The Army must retain its current skills but be able to crush adversaries in full-scale combat as it faces an approaching era of global competition threatening U.S. overmatch, Army Secretary Mark T. Esper says.
In an interview at his Pentagon office, the 23rd secretary of the Army addressed the changing operational environment faced by the Army. He outlined some of what is coming to ensure the force has the lethality it needs and the means to prepare for something bigger than irregular warfare.
A new approach to organizing, training and equipping the force will be essential as the Army emerges from years of deploying large numbers of troops to Iraq and Afghanistan and pivots toward “an era of great-power competition.”
“We’re not going to be able to move away from irregular warfare much like the Army did after Vietnam. Instead, we’re going to have to retain those skills and capabilities, yet relearn how to fight the high-end fight and do so as a priority,” Esper said.
This means giving soldiers greater lethality, making sure there are enough of them, modernizing doctrine and personnel systems, and adjusting combat formations to “deal with what the Russians and Chinese may present to us,” Esper said.
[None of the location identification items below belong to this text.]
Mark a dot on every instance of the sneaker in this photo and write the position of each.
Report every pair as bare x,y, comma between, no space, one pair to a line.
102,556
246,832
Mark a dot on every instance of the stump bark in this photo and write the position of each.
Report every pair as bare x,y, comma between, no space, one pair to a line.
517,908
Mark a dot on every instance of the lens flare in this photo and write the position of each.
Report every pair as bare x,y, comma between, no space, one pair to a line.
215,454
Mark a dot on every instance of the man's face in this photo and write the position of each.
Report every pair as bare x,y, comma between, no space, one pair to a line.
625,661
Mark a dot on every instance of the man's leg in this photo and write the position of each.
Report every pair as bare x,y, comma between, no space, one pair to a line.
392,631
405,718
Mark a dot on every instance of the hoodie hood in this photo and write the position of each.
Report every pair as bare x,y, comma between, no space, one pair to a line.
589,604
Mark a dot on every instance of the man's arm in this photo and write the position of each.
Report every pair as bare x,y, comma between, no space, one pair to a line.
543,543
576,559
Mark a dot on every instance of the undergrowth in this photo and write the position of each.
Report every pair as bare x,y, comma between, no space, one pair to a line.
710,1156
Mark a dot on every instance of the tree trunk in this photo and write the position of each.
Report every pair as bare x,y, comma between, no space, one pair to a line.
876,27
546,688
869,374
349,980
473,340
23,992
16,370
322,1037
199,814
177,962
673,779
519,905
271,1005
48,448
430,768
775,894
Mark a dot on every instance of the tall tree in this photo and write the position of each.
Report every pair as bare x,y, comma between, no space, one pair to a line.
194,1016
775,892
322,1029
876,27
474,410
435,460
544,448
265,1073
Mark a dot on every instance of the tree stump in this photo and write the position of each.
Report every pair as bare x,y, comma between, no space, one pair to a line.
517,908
The Army must saturate the force with capabilities overmatch “in every category” and invest in “the munitions and other systems to ensure success on the battlefield, assuming diplomacy or whatever else fails,” he said.
“If I could wave my magic wand, the Army 10 to 12 years from now would look much different than it does today,” Esper said. “We’re just in a completely different era than we’ve been over the last 15 to 20 years. We’re entering an era of great-power competition and it requires a more modern Army.”
Esper spent his first 12 weeks on the job visiting with soldiers in Europe, the Pacific, Afghanistan and at home, soaking up the details of today’s Army through the lens of an experienced infantryman. A 1986 graduate of the U.S. Military Academy, Esper was an infantry officer who served on active duty for 10 years, including during the First Gulf War. He served for 11 more years in the National Guard and Army Reserve, retiring in 2007.
In the decade before he was named Army secretary, Esper was a senior defense industry executive and a senior Senate and House adviser and professional staff member, and he served at the Pentagon with DoD and the Army.
In a visit to the Joint Multinational Readiness Center in Hohenfels, Germany, Esper found the weather was the only thing that remained the same. The game changer was how soldiers were training—in a complex multinational exercise with Poland in the lead, with digital communications, American-style tactical operations centers, drones, electronic warfare and opposing forces using Russian tactics learned from recent events in eastern Ukraine.
“When I went through [as a company commander], it was U.S. units training against U.S. opposing forces, and I think this is absolutely fabulous. We have allied units going through, facing OPFOR and training as a multinational force. I’m seeing soldiers and units get back to training on the high end, which is very familiar to me,” Esper said.
At the National Training Center at Fort Irwin, Calif., where Esper last went through as a platoon leader, the level and complexity of training were at once familiar and new.
“If you rewind the clock 30 years when I went through NTC, we didn’t face drones and we didn’t have cyber. We didn’t deal with irregular warfare, crowds of people coming out in the city, so it’s the whole nature of warfare has changed,” he said.
Esper also visited troops in Korea and Afghanistan, made stops in the U.S. at his alma mater and talked with troops in Hawaii, North Carolina, California and Alabama. While uniforms have changed, he noted, the equipment he saw—Bradley Fighting Vehicles, M1 Abrams tanks and Black Hawk, Apache and Chinook helicopters—underscored the Army’s need to modernize.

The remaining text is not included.